A yoga for seniors class of students sitting in chairs and stretching at Blue Yoga Nyla with teacher Stacey Reynolds
(Photo: Courtesy Karen E. Segrave Photography)

Sharing Affordable Yoga as a Sustainable Business

To be true to her mission to make yoga available and accessible to all at her studio, Reynolds offered weekday morning classes using a pay-what-you-can system for her senior students, many of whom were on fixed incomes and accustomed to free access to yoga. She knew that she’d need to get creative or lose these devoted students who benefited from the classes. The only rule was that you must give something, a requirement explained on her website. Sometimes she discovers coins and other times she finds a 100-dollar bill. All other classes require purchasing single or class packages.

Reynolds recalls that family members laughed and said this strategy wouldn’t work. She acknowledges that giving away one third of her classes is an unusual approach to running a business and is quick to celebrate more traditional models for running a yoga studio. “We are all following what we’re supposed to be doing,” she says.

With three full-time employees and a dozen contract teachers, Reynolds holds things together by teaching off-site three times a week and conducting yoga teaching trainings. She also runs a private yoga therapy practice where she works in collaboration with traditional therapists and health providers to support those fighting trauma, grief, and addiction.

The studio also occasionally conducts fundraisers. Once the studio put together a senior yoga calendar to raise funds. A professional photographer captured the class doing yoga poses. The seniors were tickled and the community response was tremendous.

Leading free classes at church enabled her to reach and attract the very following she’d later need to successfully launch her studio. Students from her church days regularly attend studio classes and wear Blue Yoga Nyla t-shirts around town, essentially functioning as walking advertising for the studio.

Reynolds explains that teaching free classes at church turned into something that’s brought seniors lasting effects and created longtime cohorts. And, she says, if you’re looking at who has the time to come to yoga and who understands its benefits, that’s the 75-year-old student. One 87-year-old student has studied with her for 23 years and recently graduated from her rigorous teacher training course.

Why Reynolds Feels Drawn to Teach Seniors

To appreciate what motivates Reynolds to offer yoga to seniors, it’s essential to understand her background. An only child of teen parents, her grandparents grounded her tumultuous childhood. As a child, she struggled with anxiety and depression. As a teen, she endured a condition that required repeated surgeries and resulted in an autoimmune disease diagnosis. At one point, she was essentially sedentary, healing from one surgery only to face the next. She found herself in a dark place.

What happened next was sort of a spiritual experience, explains Reynolds. She heard a whisper to try yoga, which she didn’t know anything about at the time. The first six months of mat-based yoga were rough, but she kept at it. Eventually, she began to experience more good days than bad.

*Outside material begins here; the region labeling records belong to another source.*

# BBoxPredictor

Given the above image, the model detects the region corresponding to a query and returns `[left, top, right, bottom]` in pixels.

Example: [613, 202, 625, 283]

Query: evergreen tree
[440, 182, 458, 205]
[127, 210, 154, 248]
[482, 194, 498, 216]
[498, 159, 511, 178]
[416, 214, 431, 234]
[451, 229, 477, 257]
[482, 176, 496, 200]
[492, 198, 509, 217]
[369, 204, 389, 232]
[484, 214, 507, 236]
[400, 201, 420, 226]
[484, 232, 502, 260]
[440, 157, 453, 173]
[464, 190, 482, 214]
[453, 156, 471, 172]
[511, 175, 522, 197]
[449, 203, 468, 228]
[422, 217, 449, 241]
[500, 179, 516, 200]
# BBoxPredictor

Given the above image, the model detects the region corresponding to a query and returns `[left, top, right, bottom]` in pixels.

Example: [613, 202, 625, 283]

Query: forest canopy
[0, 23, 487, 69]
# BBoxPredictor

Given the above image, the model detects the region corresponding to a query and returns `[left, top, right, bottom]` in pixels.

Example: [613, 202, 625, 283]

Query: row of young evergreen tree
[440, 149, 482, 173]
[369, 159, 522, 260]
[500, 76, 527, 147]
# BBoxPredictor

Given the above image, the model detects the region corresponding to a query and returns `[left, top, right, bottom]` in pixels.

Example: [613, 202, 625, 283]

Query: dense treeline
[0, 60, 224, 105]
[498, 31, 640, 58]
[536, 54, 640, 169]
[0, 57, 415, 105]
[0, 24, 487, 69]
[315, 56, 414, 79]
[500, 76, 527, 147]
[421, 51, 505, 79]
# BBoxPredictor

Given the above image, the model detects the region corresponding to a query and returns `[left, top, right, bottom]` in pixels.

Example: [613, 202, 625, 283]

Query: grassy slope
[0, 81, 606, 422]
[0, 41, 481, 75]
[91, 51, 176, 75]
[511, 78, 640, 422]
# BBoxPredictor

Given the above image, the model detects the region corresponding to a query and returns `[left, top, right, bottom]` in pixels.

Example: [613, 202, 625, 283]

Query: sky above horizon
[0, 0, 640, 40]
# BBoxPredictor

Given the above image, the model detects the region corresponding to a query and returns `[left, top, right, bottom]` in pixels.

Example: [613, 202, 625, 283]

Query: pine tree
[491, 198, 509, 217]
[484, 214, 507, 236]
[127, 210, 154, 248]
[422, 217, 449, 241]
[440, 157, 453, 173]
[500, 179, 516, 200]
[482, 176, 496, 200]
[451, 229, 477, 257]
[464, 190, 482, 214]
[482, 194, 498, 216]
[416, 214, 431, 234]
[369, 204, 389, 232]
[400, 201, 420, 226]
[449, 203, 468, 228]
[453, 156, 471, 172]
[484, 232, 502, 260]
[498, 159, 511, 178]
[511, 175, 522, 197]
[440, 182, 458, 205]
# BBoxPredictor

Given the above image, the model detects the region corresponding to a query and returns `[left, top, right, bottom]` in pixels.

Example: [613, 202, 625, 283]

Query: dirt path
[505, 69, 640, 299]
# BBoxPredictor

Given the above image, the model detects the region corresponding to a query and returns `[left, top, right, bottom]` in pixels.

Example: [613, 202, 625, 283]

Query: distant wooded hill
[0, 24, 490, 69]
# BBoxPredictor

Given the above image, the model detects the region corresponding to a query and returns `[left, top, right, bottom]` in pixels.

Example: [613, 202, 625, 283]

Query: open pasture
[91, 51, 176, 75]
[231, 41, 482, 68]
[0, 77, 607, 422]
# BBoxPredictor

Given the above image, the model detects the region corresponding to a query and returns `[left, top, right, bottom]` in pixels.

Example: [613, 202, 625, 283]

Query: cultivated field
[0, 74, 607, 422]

“Yoga started strengthening me from the inside out, healing me from the aspect of anxiety and depression,” says Reynolds. One-and-a-half years into yoga, Reynolds began training privately with her Iyengar-based instructor.

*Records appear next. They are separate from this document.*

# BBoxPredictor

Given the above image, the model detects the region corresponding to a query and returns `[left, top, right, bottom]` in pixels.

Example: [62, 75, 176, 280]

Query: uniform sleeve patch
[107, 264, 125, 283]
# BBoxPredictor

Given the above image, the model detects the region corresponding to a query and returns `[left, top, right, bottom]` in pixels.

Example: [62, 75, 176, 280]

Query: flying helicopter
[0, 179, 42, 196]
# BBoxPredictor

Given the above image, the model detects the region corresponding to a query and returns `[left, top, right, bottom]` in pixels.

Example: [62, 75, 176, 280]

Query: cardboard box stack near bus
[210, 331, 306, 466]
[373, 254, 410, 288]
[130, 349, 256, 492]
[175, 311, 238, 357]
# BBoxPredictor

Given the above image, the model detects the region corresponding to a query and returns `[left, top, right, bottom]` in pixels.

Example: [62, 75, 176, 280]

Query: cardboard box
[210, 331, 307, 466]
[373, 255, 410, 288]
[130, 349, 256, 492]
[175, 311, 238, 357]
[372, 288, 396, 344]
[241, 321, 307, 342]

The practice of yoga grew to be a resource she would return to as she continued to endure serious health crises, including a traumatic brain injury and cancer. “Every health challenge has been a fierce battle,” Reynonds says, crediting yoga for helping her get back on her feet.

It’s no wonder she feels the sufferings of others and wants them to experience the life-changing benefits of yoga. “I’m held together with duct tape and glue like everyone else,” she says.

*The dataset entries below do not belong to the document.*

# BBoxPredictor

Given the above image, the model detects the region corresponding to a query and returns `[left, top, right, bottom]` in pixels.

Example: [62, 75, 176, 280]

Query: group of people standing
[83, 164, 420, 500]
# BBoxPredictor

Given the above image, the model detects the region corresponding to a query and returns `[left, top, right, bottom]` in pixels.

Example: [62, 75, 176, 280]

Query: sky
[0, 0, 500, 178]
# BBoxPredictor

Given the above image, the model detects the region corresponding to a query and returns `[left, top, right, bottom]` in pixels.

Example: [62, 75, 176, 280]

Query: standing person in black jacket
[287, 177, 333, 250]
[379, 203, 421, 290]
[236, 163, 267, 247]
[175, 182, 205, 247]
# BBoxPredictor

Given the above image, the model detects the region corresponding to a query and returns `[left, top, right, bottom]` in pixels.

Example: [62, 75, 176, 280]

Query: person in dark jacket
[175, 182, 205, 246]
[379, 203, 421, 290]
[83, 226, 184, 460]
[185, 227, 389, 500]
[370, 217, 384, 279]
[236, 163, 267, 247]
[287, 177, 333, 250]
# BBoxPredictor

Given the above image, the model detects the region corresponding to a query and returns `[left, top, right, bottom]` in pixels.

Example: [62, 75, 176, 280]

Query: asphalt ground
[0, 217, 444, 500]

After teaching seniors for 23 years, Reynolds has a different image of what an advanced yoga practitioner looks like. She says it’s the 90-year-old student in hospice who is looking her in the eyes and doing breathwork. “They are the forgotten demographic,” muses Reynolds.

Despite all she shares, Reynolds insists she’s getting so much more out of her teaching. As she explains, “The imprint these people have left on me. It’s beyond words.”